The most transparent way to determine the expressions for energy, momentum and angular momentum of a certain (mechanical) system (described by its action integral $S$) is to study its behaviour under time translations, spatial translations and spatial rotations. If the system is time-translation invariant, the Noether theorem tells us that there exists a conserved quantity being defined as the energy $E$ of the system (up to some factor). If the system is invariant under translations in all three spatial directions, the corresponding three independent conserved quantities are defined as the three component of the momentum vector $\vec{p}$ of the system. If the system is invariant under rotations around a certain axis (say, the $z$-axis) the corresponding constant of motion is defined as the $z$-component $L_z$ of the angular momentum vector.
The general form of the action integral of a system with $f$ degrees of freedom with generalized coordinates $q_1, \ldots q_f$ has the form $$S=\int\limits_{t_1}^{t_2} \! dt \, L(q_1, \ldots, q_f, \dot{q}_1, \ldots, \dot{q}_f,t), \tag{1} \label{eq1}$$ where $L(q,\dot{q},t)$ is the Lagrangian function, characterizing the system under investigation. The equations of motion (Euler-Lagrange equations) $$ \frac{d}{dt} \frac{\partial L}{\partial \dot{q}_i} = \frac{\partial L}{\partial q_i}, \quad i=1,\ldots f \tag{2} \label{eq2},$$ derived from the requirement that the action integral \eqref{eq1} of the system attains an extremum (usually a minimum) for the actual motion of the system between the fixed initial and final points $q_i(t_1)$, $q_i(t_2)$ for $i=1,\ldots f$.

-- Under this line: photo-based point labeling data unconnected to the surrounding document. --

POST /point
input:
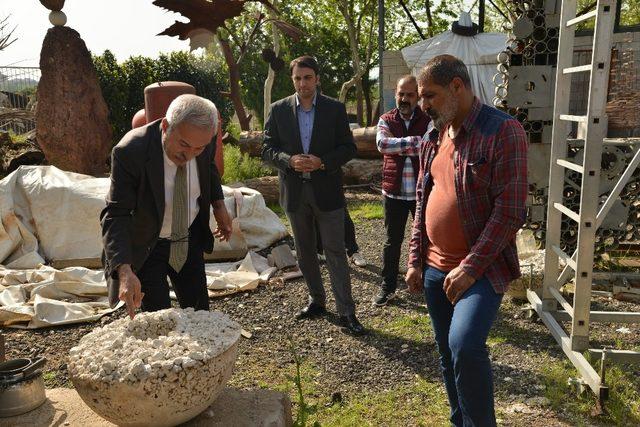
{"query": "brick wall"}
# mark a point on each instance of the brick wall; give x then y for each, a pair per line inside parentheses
(623, 99)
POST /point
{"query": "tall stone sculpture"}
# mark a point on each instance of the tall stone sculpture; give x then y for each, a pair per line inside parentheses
(73, 129)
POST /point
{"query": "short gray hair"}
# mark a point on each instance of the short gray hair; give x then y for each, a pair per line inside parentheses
(194, 110)
(442, 69)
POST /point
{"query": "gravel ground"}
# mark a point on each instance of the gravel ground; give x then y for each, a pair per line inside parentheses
(379, 361)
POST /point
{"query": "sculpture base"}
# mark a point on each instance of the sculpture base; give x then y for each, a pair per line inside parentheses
(234, 407)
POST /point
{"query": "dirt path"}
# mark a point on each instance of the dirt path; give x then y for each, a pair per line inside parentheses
(396, 360)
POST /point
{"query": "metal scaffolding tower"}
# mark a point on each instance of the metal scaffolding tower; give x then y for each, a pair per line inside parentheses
(591, 212)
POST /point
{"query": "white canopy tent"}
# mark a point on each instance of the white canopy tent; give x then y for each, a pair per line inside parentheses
(478, 52)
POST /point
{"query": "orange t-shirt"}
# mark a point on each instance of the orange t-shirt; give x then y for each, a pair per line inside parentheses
(447, 243)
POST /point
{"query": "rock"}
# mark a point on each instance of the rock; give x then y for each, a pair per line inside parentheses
(233, 408)
(251, 142)
(268, 186)
(72, 118)
(117, 364)
(31, 157)
(283, 257)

Time-translation invariance of a system ist reflected by the fact that in this case the Lagrangian function $L$ does not depend (explicitly) on the time variable $t$, i.e. $L=L(q,\dot{q})$. As a consequence, the expression $$ E:=\sum\limits_{i=1}^f \dot{q}_i \frac{\partial L}{\partial \dot{q}_i} -L \tag{3} \label{eq3}$$ is a constant of motion, as can easily be seen by computing the time derivative of $E$, $$ \frac{dE}{dt}=\frac{d}{dt}\left(\sum\limits_{i=1}^f \dot{q}_i \frac{\partial L}{\partial \dot{q}_i}-L \right)= \sum\limits_{i=1}^f \left( \ddot{q}_i\frac{\partial L}{\partial \dot{q}_i} +\dot{q}_i \frac{d}{dt} \frac{\partial L}{\partial \dot{q}_i} -\frac{\partial L}{\partial q_i} \dot{q}_i -\frac{\partial L}{\partial \dot{q}_i} \ddot{q}_i \right)=0,$$ where the equations of motion \eqref{eq2} were used to arrive at the final result. The quantity $E$ defined in \eqref{eq3} is refered to as the energy of the (time-translation invariant) system under investigation.

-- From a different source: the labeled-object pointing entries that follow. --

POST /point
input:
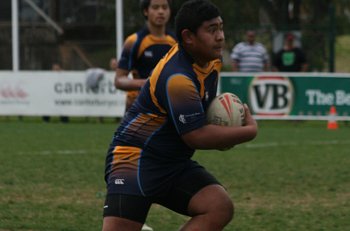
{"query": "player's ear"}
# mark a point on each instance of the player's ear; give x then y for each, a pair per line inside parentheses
(187, 36)
(145, 13)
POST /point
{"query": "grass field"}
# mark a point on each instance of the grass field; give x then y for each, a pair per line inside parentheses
(294, 176)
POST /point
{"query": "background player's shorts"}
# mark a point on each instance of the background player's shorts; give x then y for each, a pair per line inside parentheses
(177, 198)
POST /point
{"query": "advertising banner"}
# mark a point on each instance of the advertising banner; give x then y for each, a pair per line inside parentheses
(287, 96)
(63, 93)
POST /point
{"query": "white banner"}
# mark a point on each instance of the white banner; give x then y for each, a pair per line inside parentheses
(63, 93)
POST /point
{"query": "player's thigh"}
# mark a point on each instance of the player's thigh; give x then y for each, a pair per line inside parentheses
(125, 208)
(193, 179)
(211, 199)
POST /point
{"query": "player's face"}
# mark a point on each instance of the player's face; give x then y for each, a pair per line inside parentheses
(209, 40)
(158, 12)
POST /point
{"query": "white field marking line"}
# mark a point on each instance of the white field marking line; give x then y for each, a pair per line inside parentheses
(58, 152)
(279, 144)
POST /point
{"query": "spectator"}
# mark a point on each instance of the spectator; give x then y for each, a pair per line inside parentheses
(142, 50)
(63, 119)
(250, 56)
(113, 64)
(290, 58)
(94, 76)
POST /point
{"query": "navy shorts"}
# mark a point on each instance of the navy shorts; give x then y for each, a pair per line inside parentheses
(176, 198)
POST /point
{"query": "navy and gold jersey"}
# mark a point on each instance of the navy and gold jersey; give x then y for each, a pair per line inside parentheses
(147, 149)
(142, 51)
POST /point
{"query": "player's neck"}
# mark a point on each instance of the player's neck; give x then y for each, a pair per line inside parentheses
(158, 31)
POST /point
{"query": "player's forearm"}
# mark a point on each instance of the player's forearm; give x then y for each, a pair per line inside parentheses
(126, 84)
(219, 137)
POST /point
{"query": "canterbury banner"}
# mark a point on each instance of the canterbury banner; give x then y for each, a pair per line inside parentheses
(64, 93)
(284, 96)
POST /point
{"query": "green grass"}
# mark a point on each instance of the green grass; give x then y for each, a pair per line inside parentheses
(294, 176)
(342, 49)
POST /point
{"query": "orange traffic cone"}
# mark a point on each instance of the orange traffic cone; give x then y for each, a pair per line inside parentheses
(332, 122)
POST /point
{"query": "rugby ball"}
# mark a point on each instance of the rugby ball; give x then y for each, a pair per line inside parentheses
(226, 109)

In the case, where $L$ happens to be independent of one of the coordinates (say $q_k$), we have $\partial L /\partial q_k=0$ and \eqref{eq2} for $i=k$ implies $$\frac{d}{dt} \frac{\partial L}{\partial \dot{q}_k} =0,$$ such that the (generalized) momentum $$p_k:= \frac{\partial L}{\partial \dot{q}_i} \tag{4} \label{eq4}$$ is a constant of motion.

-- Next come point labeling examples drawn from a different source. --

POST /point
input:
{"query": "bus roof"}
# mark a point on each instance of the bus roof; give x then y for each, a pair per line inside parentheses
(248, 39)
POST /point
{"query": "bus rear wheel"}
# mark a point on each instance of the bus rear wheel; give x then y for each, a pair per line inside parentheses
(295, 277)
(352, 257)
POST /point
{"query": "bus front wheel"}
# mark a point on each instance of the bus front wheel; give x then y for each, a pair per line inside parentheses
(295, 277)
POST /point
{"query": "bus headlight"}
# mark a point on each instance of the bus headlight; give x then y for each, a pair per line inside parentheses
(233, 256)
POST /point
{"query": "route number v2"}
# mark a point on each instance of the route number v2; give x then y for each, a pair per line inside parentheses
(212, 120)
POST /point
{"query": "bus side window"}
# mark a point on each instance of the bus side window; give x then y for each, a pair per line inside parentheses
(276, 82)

As an illustration, let us apply this general formalism to a free, nonrelativistic particle with mass $m$ in an inertial frame. Choosing cartesian coordinates $x,y,z$, the form of the corresponding Lagrangian function $$L=m (\dot{x}^2+\dot{y}^2+ \dot{z}^2)/2 = m \vec{v}^2/2 \tag{5} \label{eq5} $$ is dictated by homogeneity of time ($L$ has no explicit time dependence) and space ($L$ is independent of the coordinates $x,y,z$) and isotropy of space ($L$ depends only on $|\vec{v}|$) in an inertial frame together with the requirement of Galilei invariance. Employing our general cooking recipe, the momenta are given by $$ p_x= \frac{\partial L}{\partial \dot{x}}= m\dot{x}, \quad p_y= \frac{\partial L}{\partial \dot{y}}=m \dot{y}, \quad p_z= \frac{\partial L}{\partial \dot{z}} = m\dot{z} \tag{6} \label{eq6}$$ and the energy becomes $$ E= \dot{x} p_x + \dot{y} p_y + \dot{z} p_z-L = m \vec{v}^2/2. \tag{7} \label{eq7} $$
In the relativistic case, the Lagrangian function of a free particle with mass $m$ (in an inertial frame) takes the form $$L= -mc^2 \sqrt{1- \vec{v}^2/c^2}\tag{8} \label{eq8} $$ ensuring the Lorentz invariance of the action integral (remember that $c^2 dt^2 - d\vec{x}^2$ is Lorentz invariant). The prefactor $-mc^2$ in \eqref{eq8} is required by consistency with the nonrelativistic Lagrangian function \eqref{eq7} in the nonrelativistic limit $|\vec{v}| \lt \! \lt c$ as $-mc^2 \sqrt{1-\vec{v}^2/c^2} \to -mc^2 +m \vec{v}^2/2+ \ldots$ (the additional constant term $-mc^2$ does not affect the equations of motion). The further steps are now straightforward. Applying the general formalism, one finds $$\vec{p} = \frac{m \vec{v}}{\sqrt{1-\vec{v}^2/c^2}}, \quad E=\frac{mc^2}{\sqrt{1-\vec{v}^2/c^2}} \tag{9} \label{eq9}$$ for the relativistic momentum vector and the relativistic energy. Expressing $E$ in terms of $\vec{p}$, we obtain the relativistic energy-momentum relation $$E=c\sqrt{m^2 c^2 + \vec{p}^2 } \tag{10} \label{eq10}. $$ Note that \eqref{eq10} is also applicable for massless particles (like the photon), where $E= c |\vec{p}|$.
The methods desribed here can also be generalized to systems with an infinite number of degrees of freedom (in particular fields). As an example, in electrodynamics one finds expressions $\sim \vec{E}^2+ \vec{B}^2$ for the energy density and $\sim \vec{E} \times \vec{B}$ for the momentum density of the electromagnetic field.